My ex was not straight.  I am straight.  He was always convincing me to stay with him and I did until metaphorically speaking I was just about bleeding from the ears.  Straight does not do well with not-straight.  And it gets worse in the long run.  When I finally realised he was gay in denial it was like getting a get out of jail card.  but not a get out of jail free card.  The consequences of meeting my ex so young in life and staying with him for so very long have been awful.

so my advice is to keep looking after yourself as well as you do and look for a friend or family member you can talk with.  If you are correct and I believe you are don't be surprised to find yourself on an emotional roller coaster for a while.  wishing you all the best, Lily.

 

September 13, 2016 4:37 pm  #4


Re: Is my husband bi?

There's a few red flags there Vee.

All you can do is make it clear to him that your marriage will not survive another affair... regardless of whether that affair is with a man or a woman.

It seems he has some choices to make. Let's hope he makes the right ones.


You have a future. A good one. It begins as a flicker of hope. Nurture it until it becomes a dream and when you are strong enough you will make it a reality. NEVER give up. 
 

September 13, 2016 5:12 pm  #5


Re: Is my husband bi?

I would suspect that he has been watching a lot of porn. If you're not giving him feedback that you're enjoying the anal play, might be that he is acting out what he views women should like (in light of the porn). It may very well be that he is also turned on by bi stuff, as porn can (not always) lead to the need for more and more kink (ends up its a chemical thing in our brains).

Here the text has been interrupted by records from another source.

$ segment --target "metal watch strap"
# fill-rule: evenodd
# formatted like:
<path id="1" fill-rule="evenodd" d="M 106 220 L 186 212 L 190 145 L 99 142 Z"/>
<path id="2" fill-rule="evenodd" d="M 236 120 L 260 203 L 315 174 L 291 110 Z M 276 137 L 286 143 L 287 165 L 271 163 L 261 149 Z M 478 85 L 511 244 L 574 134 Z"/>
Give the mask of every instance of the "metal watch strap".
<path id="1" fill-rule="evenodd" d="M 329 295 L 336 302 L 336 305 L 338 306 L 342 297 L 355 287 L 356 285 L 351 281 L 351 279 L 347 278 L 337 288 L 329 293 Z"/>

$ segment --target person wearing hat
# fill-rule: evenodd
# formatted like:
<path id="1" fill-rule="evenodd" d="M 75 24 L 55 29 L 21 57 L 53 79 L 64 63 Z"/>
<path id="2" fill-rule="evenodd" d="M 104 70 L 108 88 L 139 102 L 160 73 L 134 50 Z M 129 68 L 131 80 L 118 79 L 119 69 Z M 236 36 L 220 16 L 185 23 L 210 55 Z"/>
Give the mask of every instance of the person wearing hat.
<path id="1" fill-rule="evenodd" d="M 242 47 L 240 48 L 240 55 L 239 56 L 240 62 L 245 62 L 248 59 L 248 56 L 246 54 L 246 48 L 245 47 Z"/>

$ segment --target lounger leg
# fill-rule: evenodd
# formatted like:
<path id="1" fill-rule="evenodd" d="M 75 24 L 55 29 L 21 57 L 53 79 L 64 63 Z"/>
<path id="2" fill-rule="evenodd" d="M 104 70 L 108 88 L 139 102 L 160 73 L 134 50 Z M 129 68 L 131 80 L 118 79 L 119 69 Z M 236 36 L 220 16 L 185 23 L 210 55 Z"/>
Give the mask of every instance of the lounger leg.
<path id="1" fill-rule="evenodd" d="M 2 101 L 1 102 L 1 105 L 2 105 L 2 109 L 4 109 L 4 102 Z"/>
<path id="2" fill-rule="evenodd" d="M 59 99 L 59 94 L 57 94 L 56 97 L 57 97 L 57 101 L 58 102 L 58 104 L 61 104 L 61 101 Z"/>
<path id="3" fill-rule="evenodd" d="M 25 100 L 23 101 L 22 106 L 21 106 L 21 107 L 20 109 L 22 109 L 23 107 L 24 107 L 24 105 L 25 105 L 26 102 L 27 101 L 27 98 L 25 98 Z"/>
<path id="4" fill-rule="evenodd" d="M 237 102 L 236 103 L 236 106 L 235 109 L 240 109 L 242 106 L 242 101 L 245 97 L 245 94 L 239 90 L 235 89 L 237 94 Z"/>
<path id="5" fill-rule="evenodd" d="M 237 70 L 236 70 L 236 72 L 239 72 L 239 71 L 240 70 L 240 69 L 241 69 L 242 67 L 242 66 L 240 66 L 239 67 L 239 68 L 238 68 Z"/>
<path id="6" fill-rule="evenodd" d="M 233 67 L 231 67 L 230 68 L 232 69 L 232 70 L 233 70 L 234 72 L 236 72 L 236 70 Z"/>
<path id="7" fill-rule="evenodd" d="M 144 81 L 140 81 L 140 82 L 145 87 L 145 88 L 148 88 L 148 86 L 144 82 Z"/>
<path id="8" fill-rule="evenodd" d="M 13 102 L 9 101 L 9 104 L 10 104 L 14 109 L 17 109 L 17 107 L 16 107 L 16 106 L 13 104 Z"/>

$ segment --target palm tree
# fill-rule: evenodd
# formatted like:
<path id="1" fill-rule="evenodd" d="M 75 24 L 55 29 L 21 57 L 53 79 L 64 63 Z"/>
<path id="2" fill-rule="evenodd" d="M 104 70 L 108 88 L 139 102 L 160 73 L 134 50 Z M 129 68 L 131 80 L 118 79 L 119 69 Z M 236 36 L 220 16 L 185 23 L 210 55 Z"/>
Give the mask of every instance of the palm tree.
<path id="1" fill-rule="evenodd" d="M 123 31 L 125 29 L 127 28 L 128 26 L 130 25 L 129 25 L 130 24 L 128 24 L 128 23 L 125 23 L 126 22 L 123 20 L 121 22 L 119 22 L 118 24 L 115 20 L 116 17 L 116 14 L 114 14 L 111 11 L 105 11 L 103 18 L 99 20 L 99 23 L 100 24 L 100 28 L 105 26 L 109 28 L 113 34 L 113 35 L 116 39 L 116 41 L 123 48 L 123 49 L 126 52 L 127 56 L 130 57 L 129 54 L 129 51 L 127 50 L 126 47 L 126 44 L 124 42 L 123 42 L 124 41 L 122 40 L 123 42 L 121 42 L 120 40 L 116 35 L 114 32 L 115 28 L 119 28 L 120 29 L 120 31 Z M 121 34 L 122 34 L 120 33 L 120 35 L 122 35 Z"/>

I would agree with what was said " it's not normal for a guy to follow another guy around". It may be that he has been acting out with or leading on a gay friend. If you continue to watch carefully, it will come to light.

 

September 13, 2016 5:41 pm  #6


Re: Is my husband bi?

Thanks for the input everyone, I feel like I'm going mad!  I should add, I met this guy a week ago and I didn't get the gay vibe til I saw him again this weekend and he was drunk.  It seemed to really come out then.  Also, my husband is always wanting sex and he has been deployed a few times so the porn thing has definitely been a thought of mine.  Am I just paranoid?  He's a gym rat and is very concerned with his appearance, he works out, mans apes and gets his eye brows done.  He looked really thoughtful and hurt when I began hunting around the gay questions.  I thought he'd go into a rage and we'd have a fight but this tough guy I know him to be shrunk down to half his size and looked like a scolded child.  He didn't know what to say and joked that he felt like he needed to go cut down some trees to regain his manhood after my insinuations.  Idk, the anal play and the way this guy was so drawn to him make me wonder.  Other than that idk that I'd thought he was gay, he's always on me and wants sex all the time so idk.

     Thread Starter
 

September 13, 2016 6:07 pm  #7


Re: Is my husband bi?

As a homo myself I see your husband's reaction to your questions as more straight than gay-in-hiding.  When married guys are in the closet they're extremely paranoid about getting found out so they over-react when cornered.  It makes sense to me that a legitimately straight man would be hurt and act like a scolded child.  It's like he doesn't measure up to being a "real man" so he feels deflated.

As for the flamboyant friend, *HE* might be gay, and your husband may get an ego boost because the guy has a crush on him, but neither makes your husband gay.

The anal sex thing is a bit weird, although plenty of straight men like it.  That's more of a "could be."

Of all the things you mentioned, the gayest is his obsession with his appearance and being a gym rat.  But even then, plenty of straight guys are similarly obsessed.

If you really want to know if your husband is gay, check his phone and porn history.  Also, watch for secretiveness, especially if you suspect he's involved with his flamboyant friend.